Salt-Induced Vascular Damage in Hypertension Involves Redox Activation of PARP/TRPM2 Signaling and Inflammasome Assembly.

Abstract

Background: Excess sodium intake induces vascular dysfunction. Molecular mechanisms underlying this are unclear. Here we investigated the role of reactive oxygen species (ROS), Ca2+ signaling and inflammation in salt-induced vascular injury, focusing on the interplay between redox-sensitive Poly(ADP-ribose) polymerase (PARP), which activates transient receptor potential melastatin 2 (TRPM2) Ca2+ channel, and nucleotide-binding oligomerization domain-like receptor protein 3 (NLRP3) inflammasome. Specifically, we sought to determine if salt excess induces a pro-oxidant environment, leading to PARP-induced TRPM2 activation and increased Ca2+ influx, inflammasome assembly, and consequent vascular damage.

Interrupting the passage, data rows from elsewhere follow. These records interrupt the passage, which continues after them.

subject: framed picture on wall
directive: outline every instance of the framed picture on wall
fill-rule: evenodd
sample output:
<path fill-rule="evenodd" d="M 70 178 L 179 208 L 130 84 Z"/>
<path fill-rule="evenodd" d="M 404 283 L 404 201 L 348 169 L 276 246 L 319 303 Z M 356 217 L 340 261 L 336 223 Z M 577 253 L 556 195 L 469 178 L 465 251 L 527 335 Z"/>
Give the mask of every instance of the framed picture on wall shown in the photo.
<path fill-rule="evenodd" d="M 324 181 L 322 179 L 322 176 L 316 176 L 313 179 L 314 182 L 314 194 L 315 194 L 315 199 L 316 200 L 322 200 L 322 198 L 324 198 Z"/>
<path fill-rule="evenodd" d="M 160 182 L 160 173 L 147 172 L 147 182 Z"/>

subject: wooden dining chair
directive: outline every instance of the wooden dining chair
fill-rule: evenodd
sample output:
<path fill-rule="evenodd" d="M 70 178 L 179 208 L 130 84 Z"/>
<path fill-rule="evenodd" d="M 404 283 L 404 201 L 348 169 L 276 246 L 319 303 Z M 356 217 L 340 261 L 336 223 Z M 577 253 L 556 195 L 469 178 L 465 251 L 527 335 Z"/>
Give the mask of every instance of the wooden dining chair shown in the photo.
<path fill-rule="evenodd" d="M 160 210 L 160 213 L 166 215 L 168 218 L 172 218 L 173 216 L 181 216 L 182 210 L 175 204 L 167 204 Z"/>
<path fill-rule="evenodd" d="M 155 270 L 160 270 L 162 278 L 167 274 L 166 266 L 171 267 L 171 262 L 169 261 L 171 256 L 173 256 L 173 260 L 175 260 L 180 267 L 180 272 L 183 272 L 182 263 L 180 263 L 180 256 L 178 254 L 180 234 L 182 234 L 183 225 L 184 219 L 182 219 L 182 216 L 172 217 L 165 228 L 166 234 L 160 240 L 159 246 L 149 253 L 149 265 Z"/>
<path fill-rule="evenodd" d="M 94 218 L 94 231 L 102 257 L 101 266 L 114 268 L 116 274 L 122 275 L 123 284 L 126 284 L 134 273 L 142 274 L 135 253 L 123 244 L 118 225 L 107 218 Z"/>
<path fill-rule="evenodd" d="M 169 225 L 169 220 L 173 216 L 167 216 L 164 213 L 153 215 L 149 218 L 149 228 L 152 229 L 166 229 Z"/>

Methods: Vascular smooth muscle cells (VSMCs) from rats and humans were exposed to normal NaCl (140 mM) and high-salt conditions (180 mM).

Results: High salt increased ROS generation, PARP activation, and TRPM2-mediated Ca2+ transients. Osmotic controls had no effect on these processes. High-salt medium promoted the release of pro-inflammatory cytokines interleukin-18 and interleukin-1β and increased phosphorylation of myosin light chain (MLC) in VSMCs. These effects were attenuated by inhibitors of PARP (Olaparib), TRPM2 (8-Br-cADPR), and NLRP3 inflammasome (MCC950). To validate these findings in in vivo, mice were subjected to a high-salt diet (4% NaCl, 5 weeks), resulting in elevated blood pressure and vascular remodeling and dysfunction. Exposure of vessels to olaparib and MCC950 attenuated the hypercontractility associated with a high-salt diet.

Conclusions: Salt-induced vascular injury in hypertension involves ROS generation in VSMCs leading to activation of the PARP/TRPM2 axis, increased Ca2+ influx, NLRP3 activation, and vascular injury. Our study provides new insights into molecular pathways involved in high-salt diet-induced vascular dysfunction, important in hypertension.